I had looked at the early stylometery studies and did find them wanting.
While I know I will need to look at what you’ve presented here more carefully, there does seem to be something worth that more careful reading.
I am interested in available data sets if I want to replicate your work. Where can I find the specific Book of Mormon divisions used for different parts of the analysis? For instance, when you did the “Joseph Smith and the Prophetic Voice” section, I want to know what counts under “Mormon Scripture” for “Joseph Smith and Mormon Scripture”. Did scripture that includes large quotations of other scripture get included? What happens if I include Joseph Smith (personal) and Isaiah?
Hi Jacob,
I’m glad to see your interest. None of this work is mine. If you follow the links through my series at exploring sainthood, you can find all of the references I used, including links to many of the articles. I can provide access to other articles I used that aren’t free if you message me privately for specific articles.
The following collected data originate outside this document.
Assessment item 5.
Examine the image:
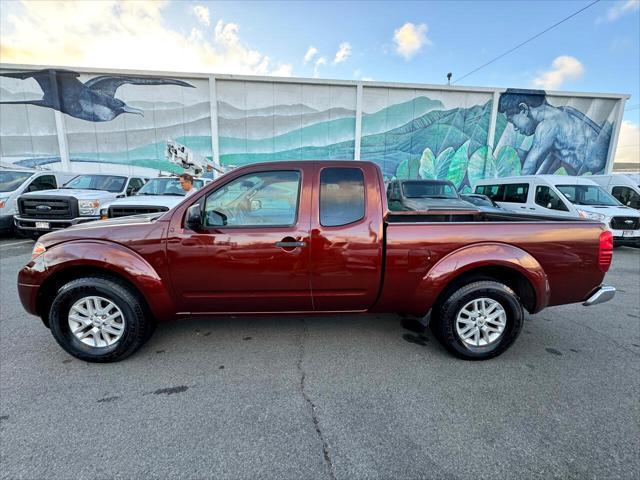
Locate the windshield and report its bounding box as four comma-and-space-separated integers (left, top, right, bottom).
0, 171, 33, 193
402, 181, 458, 199
63, 175, 126, 193
137, 178, 203, 196
556, 184, 621, 207
462, 195, 493, 207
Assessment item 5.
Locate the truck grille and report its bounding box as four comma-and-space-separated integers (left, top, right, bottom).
18, 197, 78, 219
108, 205, 169, 218
610, 216, 640, 230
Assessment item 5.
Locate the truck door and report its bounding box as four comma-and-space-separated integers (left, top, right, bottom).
310, 164, 384, 311
166, 167, 313, 313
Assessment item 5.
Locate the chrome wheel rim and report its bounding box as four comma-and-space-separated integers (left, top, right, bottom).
68, 296, 125, 348
455, 297, 507, 348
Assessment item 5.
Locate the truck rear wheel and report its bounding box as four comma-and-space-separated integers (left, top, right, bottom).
48, 277, 155, 362
431, 280, 524, 360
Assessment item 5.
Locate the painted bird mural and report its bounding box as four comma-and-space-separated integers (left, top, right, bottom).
0, 69, 194, 122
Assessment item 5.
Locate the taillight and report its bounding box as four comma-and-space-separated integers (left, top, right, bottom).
598, 231, 613, 273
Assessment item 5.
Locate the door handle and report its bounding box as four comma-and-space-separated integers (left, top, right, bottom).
275, 241, 306, 248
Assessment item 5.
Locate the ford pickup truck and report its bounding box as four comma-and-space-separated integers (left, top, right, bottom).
14, 173, 147, 236
18, 161, 615, 362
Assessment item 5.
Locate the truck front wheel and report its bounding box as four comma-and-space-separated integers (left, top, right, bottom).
432, 281, 524, 360
48, 277, 155, 362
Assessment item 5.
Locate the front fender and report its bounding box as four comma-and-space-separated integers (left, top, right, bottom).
417, 242, 550, 314
19, 240, 175, 321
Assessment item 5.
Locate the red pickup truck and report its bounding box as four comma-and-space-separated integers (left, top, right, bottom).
18, 161, 615, 362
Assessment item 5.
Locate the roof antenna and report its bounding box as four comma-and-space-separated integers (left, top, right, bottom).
446, 72, 452, 86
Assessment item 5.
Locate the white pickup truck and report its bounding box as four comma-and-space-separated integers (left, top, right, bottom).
0, 167, 77, 235
14, 173, 146, 236
101, 176, 212, 219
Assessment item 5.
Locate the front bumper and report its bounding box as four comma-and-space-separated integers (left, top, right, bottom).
14, 215, 99, 232
583, 285, 616, 306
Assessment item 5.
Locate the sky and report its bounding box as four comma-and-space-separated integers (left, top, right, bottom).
0, 0, 638, 167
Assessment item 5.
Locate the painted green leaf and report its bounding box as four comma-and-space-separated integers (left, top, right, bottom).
434, 146, 455, 180
447, 141, 470, 187
495, 145, 521, 177
467, 145, 490, 184
395, 159, 409, 179
407, 155, 421, 179
418, 148, 436, 179
554, 167, 568, 176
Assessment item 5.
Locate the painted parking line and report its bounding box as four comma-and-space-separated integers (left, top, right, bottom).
0, 240, 34, 248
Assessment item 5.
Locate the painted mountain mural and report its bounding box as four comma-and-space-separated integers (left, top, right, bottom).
218, 95, 495, 189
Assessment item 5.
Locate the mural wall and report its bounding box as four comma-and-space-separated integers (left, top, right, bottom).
217, 80, 356, 165
0, 67, 626, 187
0, 68, 212, 176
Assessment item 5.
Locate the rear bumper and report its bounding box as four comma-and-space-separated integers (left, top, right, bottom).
583, 285, 616, 306
14, 215, 99, 232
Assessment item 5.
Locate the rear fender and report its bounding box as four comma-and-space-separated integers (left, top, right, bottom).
417, 242, 550, 315
23, 240, 175, 321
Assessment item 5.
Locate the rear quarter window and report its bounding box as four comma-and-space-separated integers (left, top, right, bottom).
320, 168, 365, 227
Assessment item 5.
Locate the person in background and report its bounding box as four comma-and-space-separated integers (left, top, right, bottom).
179, 173, 198, 197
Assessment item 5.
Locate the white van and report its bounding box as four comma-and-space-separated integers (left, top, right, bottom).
0, 167, 76, 234
474, 175, 640, 246
589, 173, 640, 210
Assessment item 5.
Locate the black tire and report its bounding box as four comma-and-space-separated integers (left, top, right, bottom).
431, 280, 524, 360
49, 277, 155, 362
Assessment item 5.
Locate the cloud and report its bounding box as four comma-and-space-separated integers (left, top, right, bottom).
0, 0, 292, 76
531, 55, 584, 90
333, 42, 351, 64
303, 46, 318, 65
614, 120, 640, 167
353, 69, 373, 81
597, 0, 639, 23
393, 22, 430, 60
192, 5, 210, 26
313, 56, 326, 78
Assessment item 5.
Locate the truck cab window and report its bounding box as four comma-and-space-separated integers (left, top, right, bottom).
27, 175, 56, 192
203, 170, 300, 227
320, 167, 365, 226
535, 186, 569, 211
126, 178, 144, 195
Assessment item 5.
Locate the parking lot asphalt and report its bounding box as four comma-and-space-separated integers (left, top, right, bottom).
0, 237, 638, 480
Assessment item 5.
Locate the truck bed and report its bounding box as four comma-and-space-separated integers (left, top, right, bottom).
378, 214, 606, 315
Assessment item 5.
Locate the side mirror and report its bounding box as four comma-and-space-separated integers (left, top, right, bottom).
185, 204, 203, 230
204, 209, 227, 227
250, 199, 262, 212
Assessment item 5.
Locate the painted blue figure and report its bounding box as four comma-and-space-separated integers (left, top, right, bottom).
498, 89, 612, 175
0, 69, 194, 122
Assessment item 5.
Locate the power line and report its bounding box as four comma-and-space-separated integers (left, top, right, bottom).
452, 0, 601, 85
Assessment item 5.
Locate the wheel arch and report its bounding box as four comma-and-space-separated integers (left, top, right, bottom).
419, 242, 549, 316
33, 240, 175, 326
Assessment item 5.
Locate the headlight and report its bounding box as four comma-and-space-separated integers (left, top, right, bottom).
0, 197, 7, 209
32, 241, 46, 259
577, 210, 606, 222
100, 207, 109, 220
78, 199, 100, 216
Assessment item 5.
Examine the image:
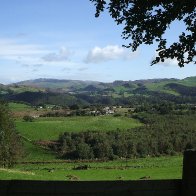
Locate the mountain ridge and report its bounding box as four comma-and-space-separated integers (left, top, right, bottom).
11, 76, 196, 88
9, 76, 196, 94
1, 76, 195, 106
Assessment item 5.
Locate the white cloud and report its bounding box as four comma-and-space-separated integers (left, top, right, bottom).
84, 45, 138, 64
152, 52, 179, 67
21, 64, 31, 68
159, 58, 179, 66
61, 67, 71, 72
0, 38, 48, 58
0, 38, 105, 83
157, 52, 192, 67
33, 64, 43, 67
32, 68, 38, 72
0, 38, 78, 70
42, 47, 72, 62
78, 67, 88, 72
22, 63, 43, 68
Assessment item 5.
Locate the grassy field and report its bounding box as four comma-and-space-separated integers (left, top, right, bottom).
9, 102, 54, 118
145, 81, 180, 96
16, 116, 142, 141
9, 102, 32, 112
180, 77, 196, 86
1, 104, 183, 181
21, 140, 57, 161
0, 155, 183, 181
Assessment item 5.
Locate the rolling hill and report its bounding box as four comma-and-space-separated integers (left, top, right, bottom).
15, 78, 101, 92
0, 76, 195, 106
11, 76, 196, 93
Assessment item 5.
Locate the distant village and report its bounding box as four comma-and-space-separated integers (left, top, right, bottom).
27, 104, 136, 119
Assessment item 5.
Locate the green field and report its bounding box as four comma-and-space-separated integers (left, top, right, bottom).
16, 116, 141, 140
0, 108, 183, 181
0, 156, 182, 181
145, 81, 180, 96
8, 86, 44, 94
21, 140, 57, 161
9, 102, 32, 112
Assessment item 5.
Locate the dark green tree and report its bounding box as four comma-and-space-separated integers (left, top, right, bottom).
0, 101, 22, 167
76, 143, 94, 159
69, 104, 79, 110
90, 0, 196, 67
23, 115, 34, 122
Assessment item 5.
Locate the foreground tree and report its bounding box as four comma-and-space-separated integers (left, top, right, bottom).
0, 101, 22, 167
90, 0, 196, 67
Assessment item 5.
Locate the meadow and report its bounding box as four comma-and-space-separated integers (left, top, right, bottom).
0, 156, 182, 181
0, 102, 184, 181
16, 116, 141, 140
8, 102, 32, 112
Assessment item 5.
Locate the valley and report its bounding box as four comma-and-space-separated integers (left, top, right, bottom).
0, 77, 195, 181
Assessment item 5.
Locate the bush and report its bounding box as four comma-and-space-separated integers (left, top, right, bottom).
23, 115, 34, 122
69, 104, 79, 110
113, 113, 121, 117
76, 143, 94, 159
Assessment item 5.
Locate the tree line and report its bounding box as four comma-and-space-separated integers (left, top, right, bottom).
56, 113, 196, 160
0, 101, 22, 167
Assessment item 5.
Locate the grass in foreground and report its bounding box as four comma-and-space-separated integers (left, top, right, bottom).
0, 156, 182, 181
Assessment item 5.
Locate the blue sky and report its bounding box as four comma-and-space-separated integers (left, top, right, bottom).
0, 0, 195, 84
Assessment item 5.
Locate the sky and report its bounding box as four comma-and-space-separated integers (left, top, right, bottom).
0, 0, 195, 84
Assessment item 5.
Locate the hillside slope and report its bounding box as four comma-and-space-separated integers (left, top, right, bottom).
1, 77, 195, 106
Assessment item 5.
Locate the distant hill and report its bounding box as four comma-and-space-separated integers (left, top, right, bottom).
15, 78, 101, 92
180, 76, 196, 86
165, 83, 196, 96
1, 76, 195, 106
13, 76, 196, 92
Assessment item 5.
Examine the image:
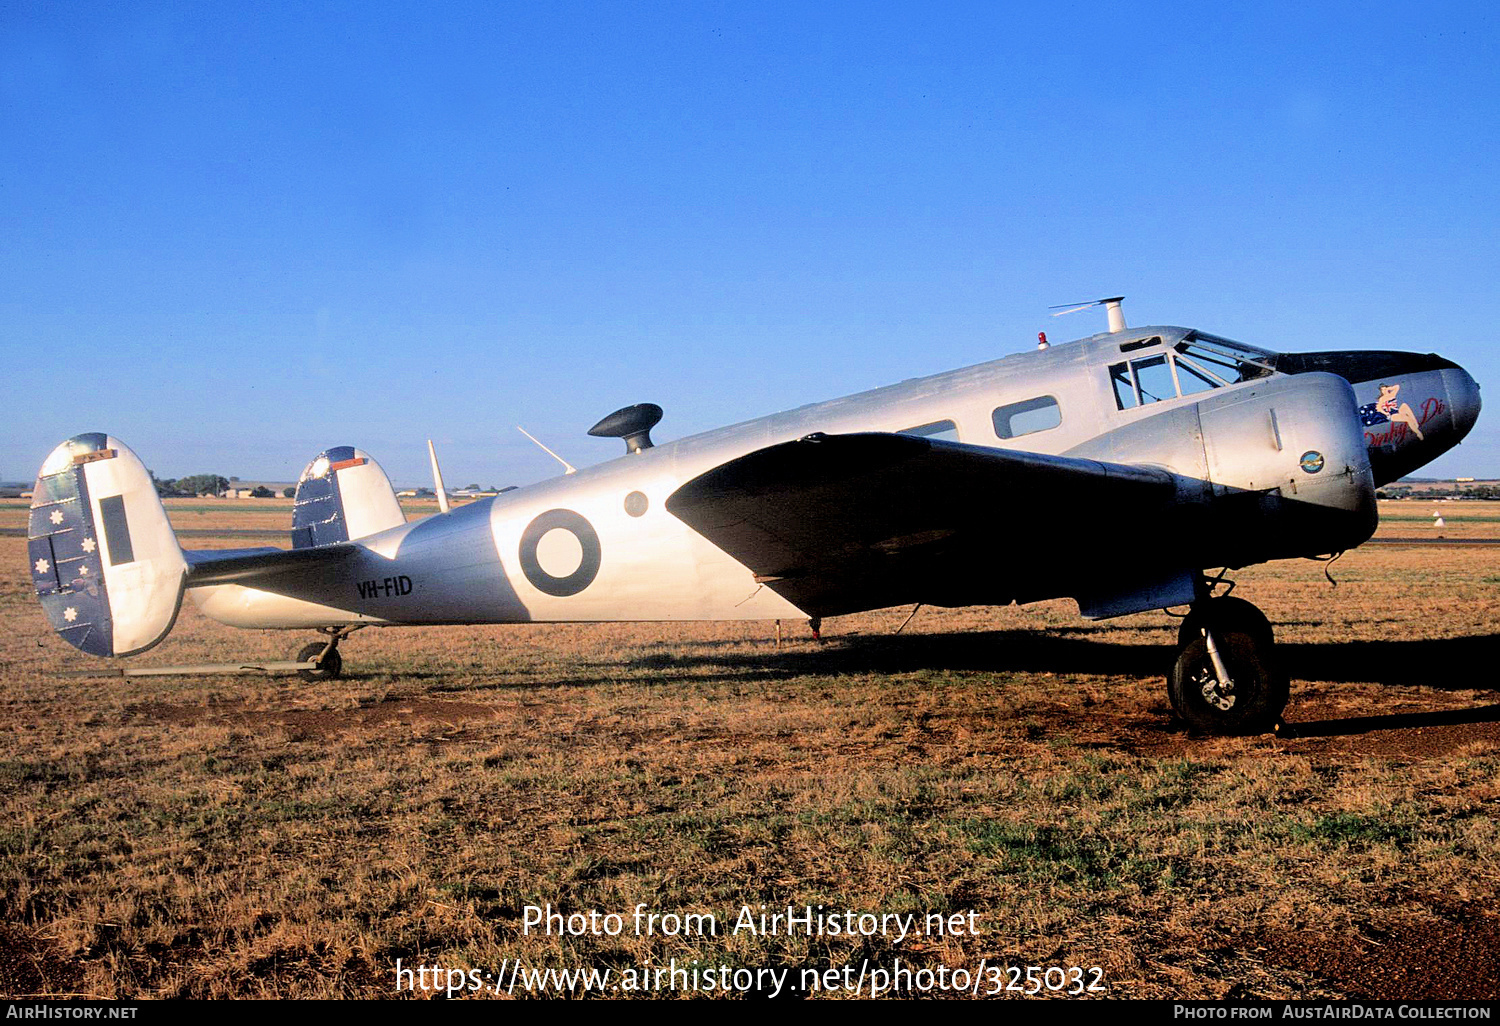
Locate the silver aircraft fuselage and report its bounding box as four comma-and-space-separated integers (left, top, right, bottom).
189, 324, 1481, 630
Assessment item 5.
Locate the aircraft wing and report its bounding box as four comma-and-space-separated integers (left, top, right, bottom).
182, 543, 360, 586
665, 432, 1180, 616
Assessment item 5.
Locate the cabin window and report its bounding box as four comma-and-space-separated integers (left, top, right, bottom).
993, 396, 1061, 439
900, 419, 959, 442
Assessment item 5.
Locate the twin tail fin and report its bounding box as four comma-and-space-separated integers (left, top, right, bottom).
291, 446, 405, 548
29, 437, 407, 659
28, 434, 187, 657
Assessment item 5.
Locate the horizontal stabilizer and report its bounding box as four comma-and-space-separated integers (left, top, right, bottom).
183, 543, 359, 587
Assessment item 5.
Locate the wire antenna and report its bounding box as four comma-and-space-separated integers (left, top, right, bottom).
1048, 296, 1127, 333
516, 426, 577, 475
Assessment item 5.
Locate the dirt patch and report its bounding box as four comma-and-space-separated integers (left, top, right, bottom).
124, 698, 501, 740
1250, 902, 1500, 1000
1275, 698, 1500, 760
0, 923, 83, 998
1098, 696, 1500, 762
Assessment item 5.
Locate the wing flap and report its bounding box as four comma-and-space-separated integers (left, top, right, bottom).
666, 432, 1179, 616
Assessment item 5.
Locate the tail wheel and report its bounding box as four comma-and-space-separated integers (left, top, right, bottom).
296, 642, 343, 682
1168, 630, 1287, 735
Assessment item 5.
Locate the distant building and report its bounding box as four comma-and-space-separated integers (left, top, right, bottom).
221, 481, 294, 499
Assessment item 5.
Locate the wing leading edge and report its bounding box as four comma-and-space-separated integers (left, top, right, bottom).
665, 432, 1183, 617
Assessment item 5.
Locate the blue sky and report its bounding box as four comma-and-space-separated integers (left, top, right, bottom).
3, 1, 1498, 486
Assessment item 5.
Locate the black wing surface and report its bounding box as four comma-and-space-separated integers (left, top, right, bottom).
665, 432, 1179, 616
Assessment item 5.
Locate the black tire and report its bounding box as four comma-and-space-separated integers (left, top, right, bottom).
296, 642, 343, 682
1168, 630, 1288, 735
1177, 596, 1274, 651
1165, 661, 1187, 721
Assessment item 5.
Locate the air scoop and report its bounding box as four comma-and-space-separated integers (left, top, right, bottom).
589, 403, 663, 454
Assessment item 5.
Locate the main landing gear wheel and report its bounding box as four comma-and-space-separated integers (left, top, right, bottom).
1168, 598, 1287, 735
1176, 596, 1274, 651
296, 642, 343, 682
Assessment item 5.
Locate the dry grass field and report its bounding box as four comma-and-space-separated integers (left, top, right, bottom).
1, 499, 1497, 999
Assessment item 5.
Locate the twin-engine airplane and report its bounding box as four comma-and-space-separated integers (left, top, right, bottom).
28, 299, 1481, 734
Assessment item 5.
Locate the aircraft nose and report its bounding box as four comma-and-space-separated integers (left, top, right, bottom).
1443, 365, 1482, 442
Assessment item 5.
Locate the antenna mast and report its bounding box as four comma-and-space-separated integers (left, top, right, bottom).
426, 439, 451, 513
1049, 296, 1128, 333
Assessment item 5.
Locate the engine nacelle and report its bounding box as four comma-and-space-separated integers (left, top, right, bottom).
1197, 371, 1377, 566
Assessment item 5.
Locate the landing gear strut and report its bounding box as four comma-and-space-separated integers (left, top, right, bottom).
1167, 581, 1287, 735
295, 625, 364, 682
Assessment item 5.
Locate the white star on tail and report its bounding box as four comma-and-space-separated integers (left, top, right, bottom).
63, 607, 78, 622
49, 509, 63, 525
78, 565, 89, 576
34, 558, 50, 574
81, 538, 96, 553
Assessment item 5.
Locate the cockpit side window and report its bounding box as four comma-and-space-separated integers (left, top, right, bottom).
1132, 355, 1175, 404
1110, 362, 1138, 410
1110, 356, 1175, 409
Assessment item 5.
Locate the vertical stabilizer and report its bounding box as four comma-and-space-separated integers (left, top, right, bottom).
29, 435, 187, 656
291, 446, 405, 548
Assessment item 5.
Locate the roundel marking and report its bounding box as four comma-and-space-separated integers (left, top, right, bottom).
519, 509, 601, 596
1299, 450, 1325, 474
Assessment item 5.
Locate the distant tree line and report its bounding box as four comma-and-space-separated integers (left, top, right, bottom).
151, 471, 229, 497
1377, 485, 1500, 500
146, 471, 302, 498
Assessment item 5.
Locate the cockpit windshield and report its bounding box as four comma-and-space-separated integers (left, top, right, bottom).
1173, 331, 1277, 386
1108, 331, 1280, 411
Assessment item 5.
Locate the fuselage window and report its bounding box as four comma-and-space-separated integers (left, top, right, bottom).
900, 419, 959, 442
993, 396, 1061, 439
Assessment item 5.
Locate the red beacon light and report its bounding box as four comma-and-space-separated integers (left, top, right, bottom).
1037, 331, 1050, 350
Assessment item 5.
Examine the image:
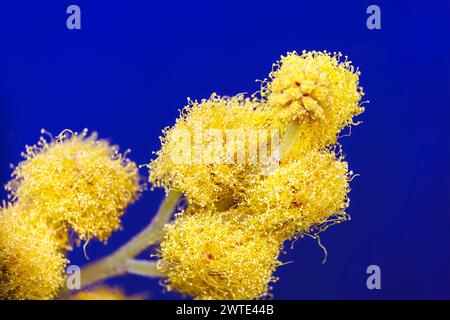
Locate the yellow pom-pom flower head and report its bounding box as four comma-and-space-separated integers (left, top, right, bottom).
244, 150, 351, 240
149, 94, 272, 208
0, 203, 68, 300
263, 51, 364, 153
158, 211, 281, 300
6, 129, 142, 242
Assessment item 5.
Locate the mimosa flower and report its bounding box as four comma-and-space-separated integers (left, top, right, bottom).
6, 129, 141, 242
263, 51, 364, 153
158, 211, 281, 300
149, 94, 271, 208
0, 203, 68, 300
244, 150, 350, 240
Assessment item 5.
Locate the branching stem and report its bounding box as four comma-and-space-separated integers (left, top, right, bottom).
78, 190, 181, 289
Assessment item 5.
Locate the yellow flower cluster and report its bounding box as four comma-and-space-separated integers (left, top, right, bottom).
264, 51, 364, 155
155, 51, 364, 299
159, 212, 281, 299
244, 150, 350, 241
7, 129, 141, 241
1, 130, 141, 299
149, 94, 269, 208
0, 203, 68, 300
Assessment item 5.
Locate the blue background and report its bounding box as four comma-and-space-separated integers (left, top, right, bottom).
1, 1, 449, 299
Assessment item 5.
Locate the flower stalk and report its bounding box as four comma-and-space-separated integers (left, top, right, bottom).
124, 259, 164, 278
79, 190, 181, 288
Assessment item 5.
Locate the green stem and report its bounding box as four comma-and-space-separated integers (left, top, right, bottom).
124, 259, 164, 278
279, 120, 302, 161
79, 190, 181, 288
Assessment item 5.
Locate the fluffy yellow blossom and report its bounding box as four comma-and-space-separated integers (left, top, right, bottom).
0, 203, 68, 300
263, 51, 364, 154
71, 286, 135, 300
244, 150, 350, 240
6, 129, 141, 242
158, 211, 281, 300
149, 94, 270, 208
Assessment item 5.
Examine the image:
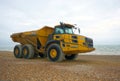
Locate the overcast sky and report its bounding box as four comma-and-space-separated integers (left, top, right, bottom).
0, 0, 120, 47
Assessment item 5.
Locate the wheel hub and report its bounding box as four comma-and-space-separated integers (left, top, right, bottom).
15, 48, 19, 55
23, 48, 27, 56
50, 49, 57, 58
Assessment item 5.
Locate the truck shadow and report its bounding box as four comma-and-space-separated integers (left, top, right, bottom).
25, 57, 97, 65
62, 60, 94, 64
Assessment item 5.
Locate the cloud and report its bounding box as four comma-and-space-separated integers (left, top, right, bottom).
0, 0, 120, 46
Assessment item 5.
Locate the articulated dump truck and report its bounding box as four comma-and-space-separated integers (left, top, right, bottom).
11, 22, 95, 62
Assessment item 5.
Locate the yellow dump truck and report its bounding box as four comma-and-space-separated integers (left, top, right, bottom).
11, 22, 95, 62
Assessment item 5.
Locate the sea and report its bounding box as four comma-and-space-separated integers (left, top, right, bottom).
0, 45, 120, 55
83, 45, 120, 55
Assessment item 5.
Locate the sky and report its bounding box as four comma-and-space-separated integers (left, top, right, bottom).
0, 0, 120, 47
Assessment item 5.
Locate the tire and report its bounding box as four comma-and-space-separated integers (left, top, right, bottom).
65, 54, 78, 60
47, 44, 64, 62
22, 44, 34, 59
14, 45, 22, 58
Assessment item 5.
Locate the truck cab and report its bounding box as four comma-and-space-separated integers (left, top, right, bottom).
46, 22, 95, 61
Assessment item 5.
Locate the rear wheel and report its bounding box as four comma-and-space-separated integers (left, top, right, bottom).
14, 45, 22, 58
22, 44, 34, 59
47, 44, 64, 62
65, 54, 78, 60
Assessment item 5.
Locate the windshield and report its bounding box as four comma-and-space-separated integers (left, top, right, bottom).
55, 26, 80, 34
65, 27, 73, 34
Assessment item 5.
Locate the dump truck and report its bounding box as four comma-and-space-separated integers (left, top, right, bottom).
11, 22, 95, 62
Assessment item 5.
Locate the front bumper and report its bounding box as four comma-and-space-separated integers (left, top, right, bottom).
61, 43, 95, 54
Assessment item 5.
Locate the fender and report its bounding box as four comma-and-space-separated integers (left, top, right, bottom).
45, 40, 60, 51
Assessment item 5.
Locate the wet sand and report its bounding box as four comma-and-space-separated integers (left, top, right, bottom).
0, 51, 120, 81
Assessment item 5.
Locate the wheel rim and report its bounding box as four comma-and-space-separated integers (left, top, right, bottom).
50, 49, 57, 58
23, 48, 27, 56
15, 48, 19, 55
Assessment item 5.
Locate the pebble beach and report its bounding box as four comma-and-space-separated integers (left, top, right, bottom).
0, 51, 120, 81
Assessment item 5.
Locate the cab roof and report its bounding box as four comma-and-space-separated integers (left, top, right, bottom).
55, 23, 75, 28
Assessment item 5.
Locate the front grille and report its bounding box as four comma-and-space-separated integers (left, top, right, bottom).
71, 35, 78, 43
85, 38, 93, 48
72, 40, 78, 43
72, 35, 77, 39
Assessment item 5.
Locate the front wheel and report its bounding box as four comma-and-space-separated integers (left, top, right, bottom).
47, 44, 64, 62
65, 54, 78, 60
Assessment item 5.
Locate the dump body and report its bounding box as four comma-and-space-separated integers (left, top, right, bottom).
11, 26, 53, 50
11, 26, 53, 44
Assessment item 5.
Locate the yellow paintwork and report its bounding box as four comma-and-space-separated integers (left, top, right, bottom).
53, 34, 95, 54
11, 26, 54, 47
50, 49, 57, 58
11, 24, 95, 55
36, 26, 54, 46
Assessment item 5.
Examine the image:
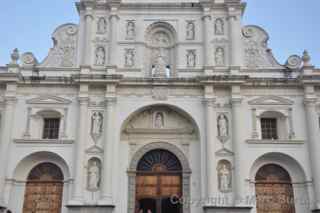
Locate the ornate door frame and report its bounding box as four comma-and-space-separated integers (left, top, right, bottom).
128, 142, 191, 213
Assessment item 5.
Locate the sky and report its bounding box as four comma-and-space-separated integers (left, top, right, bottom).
0, 0, 319, 66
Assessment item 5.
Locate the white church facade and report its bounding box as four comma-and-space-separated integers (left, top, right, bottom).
0, 0, 319, 213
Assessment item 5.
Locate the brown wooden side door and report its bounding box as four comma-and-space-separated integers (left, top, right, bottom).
23, 181, 63, 213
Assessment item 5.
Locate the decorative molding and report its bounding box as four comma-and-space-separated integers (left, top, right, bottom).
26, 95, 72, 105
86, 145, 104, 155
246, 139, 304, 144
215, 148, 234, 157
248, 96, 294, 106
14, 139, 74, 144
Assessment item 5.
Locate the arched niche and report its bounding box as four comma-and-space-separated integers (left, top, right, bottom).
121, 104, 199, 141
144, 22, 177, 78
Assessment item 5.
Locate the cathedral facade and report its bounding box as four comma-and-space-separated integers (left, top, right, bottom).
0, 0, 319, 213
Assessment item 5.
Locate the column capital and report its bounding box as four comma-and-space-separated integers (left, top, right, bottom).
4, 97, 17, 105
105, 97, 117, 106
203, 98, 216, 107
231, 97, 243, 106
78, 97, 89, 105
304, 98, 317, 107
201, 14, 212, 21
109, 13, 120, 21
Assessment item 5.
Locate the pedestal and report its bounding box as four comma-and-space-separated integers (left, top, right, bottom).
67, 205, 115, 213
204, 206, 252, 213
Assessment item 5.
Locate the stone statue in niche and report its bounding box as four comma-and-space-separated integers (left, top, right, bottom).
215, 18, 224, 35
91, 112, 103, 142
95, 47, 106, 66
187, 50, 196, 67
125, 49, 135, 67
97, 17, 107, 34
154, 112, 164, 128
151, 32, 171, 77
217, 114, 228, 137
186, 21, 195, 40
153, 56, 169, 77
215, 47, 225, 66
218, 161, 232, 192
126, 21, 135, 39
87, 158, 101, 191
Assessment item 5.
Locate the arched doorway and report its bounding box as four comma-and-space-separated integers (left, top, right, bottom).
255, 164, 295, 213
22, 163, 64, 213
135, 149, 182, 213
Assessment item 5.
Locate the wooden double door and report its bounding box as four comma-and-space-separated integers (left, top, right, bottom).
255, 164, 296, 213
23, 163, 64, 213
135, 149, 183, 213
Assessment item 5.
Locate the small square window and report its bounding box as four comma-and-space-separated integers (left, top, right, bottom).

I looked at the wherefore/therefore shift in a little more detail and shared my thoughts here: http://jonathan.metacannon.net/2015/08/mosiah-priority-or-changing-authors.html
Your examples of phrases indicating unity of authorship are all contextual words. As such they are not strong indicators of unity of authorship. It is as or more likely that they indicate unity of genre, or unity of translator in my understanding of stylometry. There is certainly more work to be done, though, for those who are interested. While I think it’s a fool’s errand to look for single authorship, I’d like to see if there is a natural explanation of syntactical oddities observed by Stanford Carmack. There are also many interesting unasked questions about how translation plays into stylometry that could have bearing on understanding the Book of Mormon.
Comment
Jacob H.,
Also, I’m not sure I trust Hilton’s “didactic writing” genre. I don’t know of any work that controls for the well-evidenced shifting in author word choices over the course of the narration (the wherefore/therefore shift is only one of many shifts), which seem to be important to factor into the studies, or to prove not important. Hilton also didn’t account for a major difference between Alma and Nephi — audience, one being contemporary and the other the expected future readers of the text. Alma’s sermons seem better compared to Jacob’s, Mormon’s, and Benjamin’s, despite their relative paucity. Nephi’s didactic writings better fit the same genre as some of Mormon’s, and Moroni’s. So rather than buy into the idea that somehow Nephi and Alma represented the same “genre” in their didactic writings, it seems to me that the workable data space in which to test hypotheses was unfortunately heavily reduced by Hilton’s choice.
Also, with regard to ngrams. It seems to me that one stylistic feature of the entire BoM text and much of the D&C is the frequent formulaic coupling of words — horses and chariots, flocks and herds, wickedness and abominations, wars and contentions, great and marvelous, great and terrible, gold and silver, priests and teachers, power and authority, revelation and prophecy, wars and contentions, sacrifice and burnt offerings, etc. Some kind of bag of words (rather than ngrams, because of variations on the couplings) analysis at the sentence level, after controlling for the many longer biblical quotes in the text, really ought to be done. My own non-computerized search along these lines strongly suggests a unity of authorship, but I am not situated to do such an analysis myself for quite some time.
Ok Rob
Thank you Jonathan
Wow! This might contend for the laziest scholarly work I’ve found in Stylometry. You’ve made random assertions without any demonstration of your methods and pasted a lot of graphics to confound your readers. Any Mormon looking for an excuse to believe will love this. Any scholar looking for real data just waisted their time.
Could you please quote the 1992 study by Holmes and demonstrate exactly how you’d do it differently.